Much of the film is told in a classically dramatic style, and there’s as many reasons not to lump it in with the New Wave, but I was particularly taken with the way it handles voiceover, which occasionally intrudes on the action as characters recall comments others have made – some of which we’ve heard before, some of which we haven’t – that fills out the story in a decidedly non-classical way. It’s also, as noted, just a very good movie overall, and those are always worth calling out, and it has a great sequence of Jean Seberg dancing, more joyful and uninhibited than I’ve ever seen her onscreen, which is a whole lot of fun.
Les petits matins (Jacqueline Audry, 1962)
We’re just barely starting to get introduced to Audry, who as far as I know was the only woman working in the French studio system before the New Wave hit, and even then, this is by my count one of maybe seven French films directed by a woman during the prime 1958-1967 New Wave years, all of which is too bad. The three Audry films I’ve seen – this, No Exit, and Olivia, which got a splashy new release a couple years ago – are all really distinct and exciting works, though perhaps largely due to my own preferences for the era, Les petits matins (which poetically translates to “Early mornings,” much preferable than the American title “Hitch-Hike”) is my favorite so far.

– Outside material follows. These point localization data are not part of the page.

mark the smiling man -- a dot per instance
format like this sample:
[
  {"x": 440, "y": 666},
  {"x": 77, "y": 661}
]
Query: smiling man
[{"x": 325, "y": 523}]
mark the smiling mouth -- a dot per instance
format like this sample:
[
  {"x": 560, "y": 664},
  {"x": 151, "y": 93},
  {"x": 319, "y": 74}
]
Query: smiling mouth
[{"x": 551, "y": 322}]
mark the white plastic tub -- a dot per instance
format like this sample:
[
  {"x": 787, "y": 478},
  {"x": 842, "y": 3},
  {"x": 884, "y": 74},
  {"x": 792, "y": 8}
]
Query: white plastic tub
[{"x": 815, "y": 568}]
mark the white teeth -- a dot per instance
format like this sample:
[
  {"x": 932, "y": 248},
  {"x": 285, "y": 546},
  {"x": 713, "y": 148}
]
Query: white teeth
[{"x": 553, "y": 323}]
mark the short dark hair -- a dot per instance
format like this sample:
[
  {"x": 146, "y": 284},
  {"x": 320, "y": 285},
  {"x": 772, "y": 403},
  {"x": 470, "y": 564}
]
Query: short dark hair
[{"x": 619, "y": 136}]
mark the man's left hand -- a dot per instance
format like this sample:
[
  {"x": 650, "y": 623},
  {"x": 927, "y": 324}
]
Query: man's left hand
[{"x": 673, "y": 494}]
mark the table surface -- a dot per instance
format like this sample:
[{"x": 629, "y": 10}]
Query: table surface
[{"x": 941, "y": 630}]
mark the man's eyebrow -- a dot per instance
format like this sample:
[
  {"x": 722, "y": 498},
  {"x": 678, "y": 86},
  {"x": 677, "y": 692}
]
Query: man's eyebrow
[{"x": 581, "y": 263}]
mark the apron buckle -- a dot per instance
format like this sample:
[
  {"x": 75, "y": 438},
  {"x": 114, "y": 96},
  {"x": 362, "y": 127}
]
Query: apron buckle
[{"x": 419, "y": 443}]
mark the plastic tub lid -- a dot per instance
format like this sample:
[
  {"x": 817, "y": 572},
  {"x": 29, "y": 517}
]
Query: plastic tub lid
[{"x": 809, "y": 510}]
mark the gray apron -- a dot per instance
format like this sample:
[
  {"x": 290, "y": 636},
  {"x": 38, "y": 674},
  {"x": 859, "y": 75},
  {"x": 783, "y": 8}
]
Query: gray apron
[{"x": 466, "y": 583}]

Agathe Aëms, in remarkably her sole acting role of any size, plays a young woman also named Agathe, who we meet on a very rainy Belgian beach, whereupon she suddenly decides to travel to the south of France, where at least they have sun. We know almost nothing of her background or her plans beyond this trip, if in fact she has either. She’s eighteen and she wants to go to the beach; what else do you need to know, really. And that’s the film. She climbs into (almost) any car that will have her and spends several days fending off the attention of men of various ages who all want the same thing from her, and which she’s loath to give any of them. Still, Audry – working from a script from frequent collaborator Pierre Laroche and newcomers Stella Kersová and Pierre Pelegri – and Aëms treat each suitor with a scowl and a shrug, suggesting nothing uncommon about the experience, even if each is decidedly unwelcome.
The location photography is frequently gorgeous, Aëms has a great unpracticed quality that brings the right degree of amateurishness to the stacked cast (among many, she runs into such luminaries of French film as Arletty, Pierre Brasseur, Lino Ventura, and Bernard Blier), and there’s a very fine note of subtext on the way Audry ends the film between Aëms and New Wave star Jean-Claude Brially that suggests a forward-looking quality, uncommon to filmmakers of Audry’s age during the New Wave, but consistent with the kind of trailblazing she so regularly engaged with prior to this.